Desired Skills and Experience

  • Create a resilient and highly operable production environment with 24x7 availability, high performance, scalable and zero downtime releases in AWS environment.
  • Manage large MySQL database clusters and NoSQL systems such as Redis, DynamoDB, and Cassandra.
  • Manage regional deployments and set up disaster recovery of Kafka data pipelines, systems and stores in AWS environment.
  • Collaborate with Engineers to create a continuous delivery environment and processes.
  • Instrument and monitor the health and availability of services, with fault detection, alerting, triage and recovery (automated and manual).

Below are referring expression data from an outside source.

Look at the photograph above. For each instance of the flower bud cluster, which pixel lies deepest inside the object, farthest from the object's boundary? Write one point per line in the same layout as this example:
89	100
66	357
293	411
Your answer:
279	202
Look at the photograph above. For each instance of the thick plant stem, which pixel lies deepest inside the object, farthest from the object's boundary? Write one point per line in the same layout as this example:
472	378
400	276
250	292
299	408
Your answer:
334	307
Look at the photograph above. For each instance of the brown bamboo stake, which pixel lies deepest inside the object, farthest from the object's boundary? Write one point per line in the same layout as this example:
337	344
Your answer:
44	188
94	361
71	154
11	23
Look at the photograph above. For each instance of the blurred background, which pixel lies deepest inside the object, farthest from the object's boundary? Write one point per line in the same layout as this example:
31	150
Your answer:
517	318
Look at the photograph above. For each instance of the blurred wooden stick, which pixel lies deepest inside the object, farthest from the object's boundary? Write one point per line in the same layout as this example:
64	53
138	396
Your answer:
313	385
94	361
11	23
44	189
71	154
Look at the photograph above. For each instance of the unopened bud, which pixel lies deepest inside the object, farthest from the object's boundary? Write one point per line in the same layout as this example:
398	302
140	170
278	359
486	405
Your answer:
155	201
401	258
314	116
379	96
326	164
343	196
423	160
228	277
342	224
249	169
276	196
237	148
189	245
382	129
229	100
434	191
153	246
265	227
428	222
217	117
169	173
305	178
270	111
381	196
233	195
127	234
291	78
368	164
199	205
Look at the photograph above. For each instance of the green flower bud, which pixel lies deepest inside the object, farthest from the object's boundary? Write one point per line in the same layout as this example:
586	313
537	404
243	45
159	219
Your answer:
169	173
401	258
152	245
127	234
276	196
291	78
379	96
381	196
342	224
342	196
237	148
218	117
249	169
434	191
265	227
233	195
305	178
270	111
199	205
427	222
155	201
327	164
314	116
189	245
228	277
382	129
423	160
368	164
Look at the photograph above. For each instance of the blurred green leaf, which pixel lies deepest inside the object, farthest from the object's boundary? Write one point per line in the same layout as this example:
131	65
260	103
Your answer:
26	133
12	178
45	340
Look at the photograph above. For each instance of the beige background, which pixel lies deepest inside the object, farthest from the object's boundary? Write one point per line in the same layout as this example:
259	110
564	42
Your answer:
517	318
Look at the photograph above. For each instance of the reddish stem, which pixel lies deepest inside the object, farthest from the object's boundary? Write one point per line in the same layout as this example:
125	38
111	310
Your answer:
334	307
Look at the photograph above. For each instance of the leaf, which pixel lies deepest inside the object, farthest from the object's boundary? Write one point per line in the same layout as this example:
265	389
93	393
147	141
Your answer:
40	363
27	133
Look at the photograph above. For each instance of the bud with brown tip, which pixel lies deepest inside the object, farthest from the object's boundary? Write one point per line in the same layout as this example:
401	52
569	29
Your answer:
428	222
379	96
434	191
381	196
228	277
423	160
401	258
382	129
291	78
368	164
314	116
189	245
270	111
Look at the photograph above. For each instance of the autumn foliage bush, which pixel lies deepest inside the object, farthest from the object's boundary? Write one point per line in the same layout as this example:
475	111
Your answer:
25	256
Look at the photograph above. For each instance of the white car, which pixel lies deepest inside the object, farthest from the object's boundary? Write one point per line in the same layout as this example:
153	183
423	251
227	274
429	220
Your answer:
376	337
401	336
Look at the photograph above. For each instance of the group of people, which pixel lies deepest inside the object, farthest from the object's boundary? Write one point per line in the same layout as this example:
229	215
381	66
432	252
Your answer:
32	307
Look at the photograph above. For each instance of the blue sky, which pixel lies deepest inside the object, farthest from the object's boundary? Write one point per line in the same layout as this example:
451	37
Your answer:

  • Work closely with Twilio’s cloud infrastructure, orchestration, and security teams to help implement company-wide security and operability initiatives and to provide tooling requirements.
  • Performance manage (with benchmarking and monitoring of vital metrics), capacity plan, and resolve performance problems affecting service levels.
  • Write scripts and runbooks to automate procedures.
  • Enable auto-scaling.
  • Your background will be that of Senior Engineer who has had considerable experience in a highly-complex technical operations environment with cloud-based services.
  • Minimum 5+ years experience building complex distributed systems. In this role, you focused on reliability, high-availability, performance, scalability, capacity planning, backup and recovery, business continuity planning and automation of everything.
  • Strong Amazon AWS experience in a production environment.
  • Experience with managing and automating configuration of MySQL database clusters.
  • Hands-on experience with cloud infrastructure technologies, including continuous integration tools, configuration management, systems monitoring and alerting tools.
  • Experience with managing systems in distributed regions in the cloud or on-site.
  • Adept at troubleshooting and administering Linux systems, dealing with networking issues, and fine tuning instrumentation and alerting systems.
  • Demonstrated experience of agile processes, continuous integration, test automation and release management.
  • Significant development experience in at least one modern scripting language, preferably Python.
  • Preferably experience with operating a high load data pipeline and exposure to technologies such as Kafka, Kinesis, Spark, S3, and Redshift.